VCE students choose their subjects based on their career ambitions.

Canny students also make selections with an eye to their eventual ATAR, or university entrance score. Some subjects can attract more points than others. It's called scaling.

It is a complex formula which doesn't rate difficulty but averages and if you need a big score then you go after the subjects with the "free points" - those scaled up.

On last year's rankings, agriculture was right down the bottom alongside cooking and design.

Up the top, those with the potential for more points, are languages such as Latin or the traditional hard nut, specialist mathematics.

Those few students who have attempted those little-bonus agriculture and horticultural subjects have found them long and difficult.

They were not able to reconcile the complexity of the course with its scaling.

Authorities already have the Victorian Tertiary Admissions Centre in their sights over this disparity.

Agriculture is on the nose with Victorian students.

Only 7 per cent of the people working in the agricultural sector have a university qualification.

There is a chronic skills shortage throughout farming in Australia. Enrolments are falling through the floor and cash-strapped universities are said to be looking for excuses to drop the subject.
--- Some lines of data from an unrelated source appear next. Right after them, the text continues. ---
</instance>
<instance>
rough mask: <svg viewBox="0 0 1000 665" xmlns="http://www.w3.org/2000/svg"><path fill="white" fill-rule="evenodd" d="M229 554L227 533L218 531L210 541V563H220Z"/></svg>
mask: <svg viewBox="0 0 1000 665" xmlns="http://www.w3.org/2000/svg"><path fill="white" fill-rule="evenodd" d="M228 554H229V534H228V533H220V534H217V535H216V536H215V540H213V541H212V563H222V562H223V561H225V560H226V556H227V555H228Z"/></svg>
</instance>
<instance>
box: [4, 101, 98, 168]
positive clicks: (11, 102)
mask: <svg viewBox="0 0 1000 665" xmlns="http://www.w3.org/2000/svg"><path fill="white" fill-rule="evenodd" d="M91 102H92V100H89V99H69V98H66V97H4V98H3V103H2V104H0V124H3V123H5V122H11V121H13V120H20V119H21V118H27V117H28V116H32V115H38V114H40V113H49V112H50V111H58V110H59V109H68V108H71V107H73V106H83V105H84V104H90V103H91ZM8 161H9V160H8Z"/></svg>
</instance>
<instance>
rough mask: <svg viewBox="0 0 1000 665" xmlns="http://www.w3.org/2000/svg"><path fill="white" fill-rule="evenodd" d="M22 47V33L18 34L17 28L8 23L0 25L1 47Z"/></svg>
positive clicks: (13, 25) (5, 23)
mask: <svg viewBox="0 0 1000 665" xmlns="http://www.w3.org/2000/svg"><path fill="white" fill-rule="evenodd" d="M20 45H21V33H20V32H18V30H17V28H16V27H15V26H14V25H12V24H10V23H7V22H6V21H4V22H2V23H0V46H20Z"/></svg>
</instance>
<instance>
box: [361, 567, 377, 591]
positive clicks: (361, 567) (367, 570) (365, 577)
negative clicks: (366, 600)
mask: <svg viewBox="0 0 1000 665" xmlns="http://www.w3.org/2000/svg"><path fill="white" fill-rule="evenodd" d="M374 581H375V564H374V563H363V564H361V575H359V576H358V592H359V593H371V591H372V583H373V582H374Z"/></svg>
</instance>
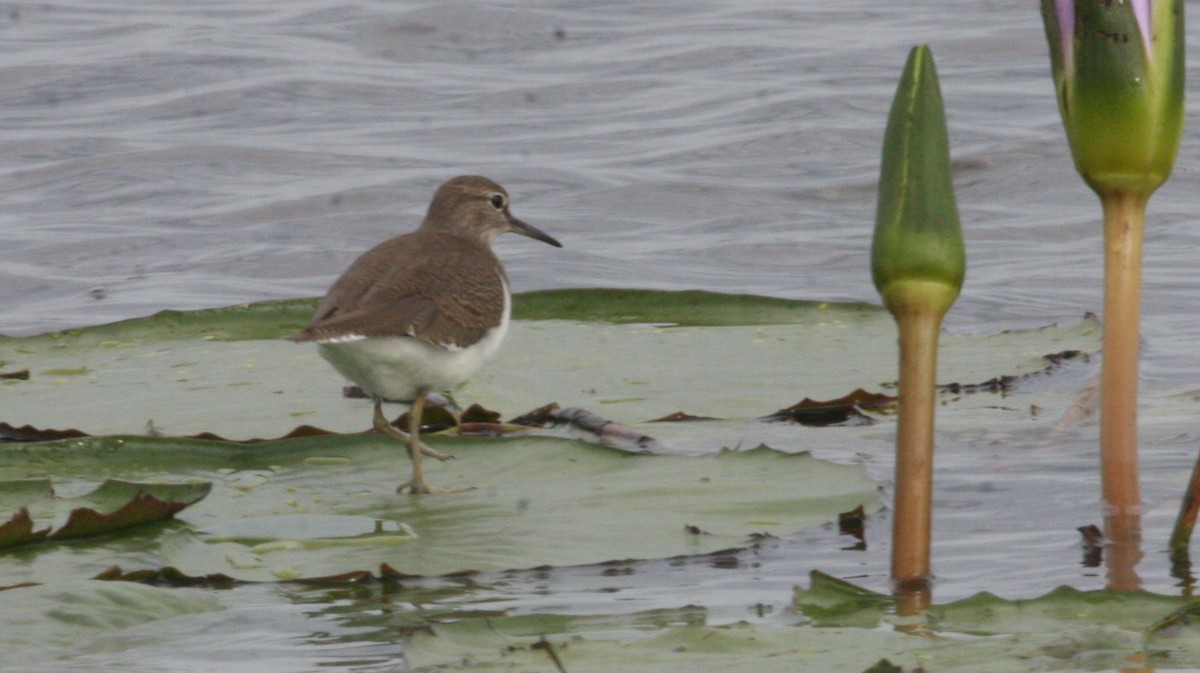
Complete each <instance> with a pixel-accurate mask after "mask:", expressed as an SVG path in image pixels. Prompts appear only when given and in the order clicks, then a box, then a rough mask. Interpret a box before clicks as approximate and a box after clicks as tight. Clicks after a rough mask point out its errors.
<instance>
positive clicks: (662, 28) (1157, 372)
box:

Industry needs to do more to promote agriculture as a career.

The media is complicit in promoting negative attitudes of farmers and the hit television series The Farmer Wants A Wife is an example of this.

One positive in this mess is overdue recognition by the Victorian Government that something urgent needs to be done.

A parliamentary inquiry is due to report on its fact-finding efforts within six months.

The end of the drought may mean more rural families can afford to send their children off to university.

But it is the parliamentary report and the Government's response that we need to provide a wholesale solution to an entrenched problem.